Undergraduate - Winter - 2018
This course is designed to introduce you to the intersections between science and technology studies, rhetoric of science, and environmental media. Our guiding questions are the following: how is “objective” scientific knowledge created, performed, and communicated through media, whether it is “the media” (that is, the free press), or diverse aesthetic forms including photography, cinema, games, apps, music, and art? Is the natural world itself a medium, including our own bodies?
Along the way, our task will be to explore how both scientists and laypeople present, interpret, and translate scientific “knowledge.” Is it a one-way road, or do ideas and discoveries make their way from the scientific world into popular discourse, and vice versa? While many perceive a conflict between popularization and the basic work of science, scientists themselves are increasingly expressing their labor and their identities through media.
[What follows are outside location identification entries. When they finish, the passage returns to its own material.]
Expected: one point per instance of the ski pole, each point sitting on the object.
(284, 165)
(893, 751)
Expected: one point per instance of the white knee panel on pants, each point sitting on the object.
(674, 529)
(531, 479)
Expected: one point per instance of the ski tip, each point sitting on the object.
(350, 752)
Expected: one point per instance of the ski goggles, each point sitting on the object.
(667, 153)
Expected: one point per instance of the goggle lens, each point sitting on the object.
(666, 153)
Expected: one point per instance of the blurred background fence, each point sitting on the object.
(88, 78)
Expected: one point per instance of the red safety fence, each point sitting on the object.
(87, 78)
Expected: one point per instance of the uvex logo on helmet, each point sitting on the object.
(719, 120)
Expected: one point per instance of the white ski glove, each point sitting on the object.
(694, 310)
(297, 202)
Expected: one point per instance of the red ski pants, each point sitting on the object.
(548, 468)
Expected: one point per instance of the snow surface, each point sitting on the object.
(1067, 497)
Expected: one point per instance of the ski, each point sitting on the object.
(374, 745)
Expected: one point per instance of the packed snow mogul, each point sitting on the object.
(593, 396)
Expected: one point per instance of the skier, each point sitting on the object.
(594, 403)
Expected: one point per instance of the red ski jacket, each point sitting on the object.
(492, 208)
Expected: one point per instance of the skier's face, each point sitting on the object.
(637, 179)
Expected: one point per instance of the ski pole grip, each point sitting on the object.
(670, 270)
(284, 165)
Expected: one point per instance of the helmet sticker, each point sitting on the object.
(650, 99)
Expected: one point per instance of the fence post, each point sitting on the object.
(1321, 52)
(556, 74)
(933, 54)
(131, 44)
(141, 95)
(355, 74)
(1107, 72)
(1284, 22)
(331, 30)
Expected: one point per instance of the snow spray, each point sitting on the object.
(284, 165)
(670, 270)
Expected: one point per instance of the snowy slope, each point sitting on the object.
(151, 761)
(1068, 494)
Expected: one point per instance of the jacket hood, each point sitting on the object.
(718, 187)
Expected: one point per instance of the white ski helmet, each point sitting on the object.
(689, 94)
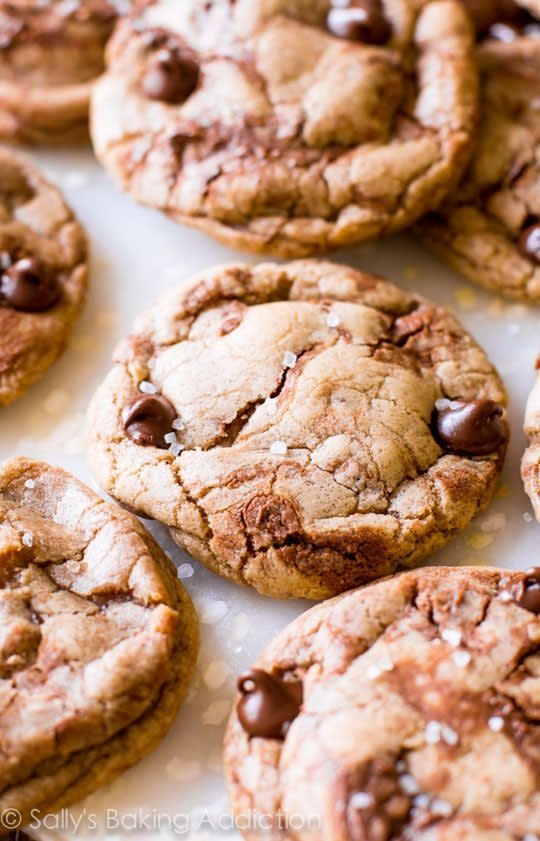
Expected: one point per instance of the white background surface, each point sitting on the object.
(135, 255)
As we will learn, scientific objectivity is an ideal contested on many fronts. Sociologists of science and science and technology studies (STS) scholars have long documented the social aspects of scientific culture and gatekeeping. Along with historians of science and visual culture, they have even demonstrated that vision’s centrality to scientific work has now been disrupted by everything from modern instrumentation (like the scanning tunneling microscope, or STM, which feels more than it sees), new scientific frontiers at the sub-molecular and astronomical scales, and largely “invisible” problems like climate change and environmental toxicity.
We will approach science not as aspiring scientists but as students of media and rhetoric, here defined in the Aristotelian way as the art of persuasion—in other words, with special attention to the challenges of communication, representation, education, technology, and practice. To do so, we will consider a surprising range of natural phenomena and media forms: from live camera feeds to science games, hand-drawn botanical prints to 3D models, French scallops to TED talkers, oil spills to gravitational waves, and so on. Science is ultimately both factual and speculative, pedantic and prophetic.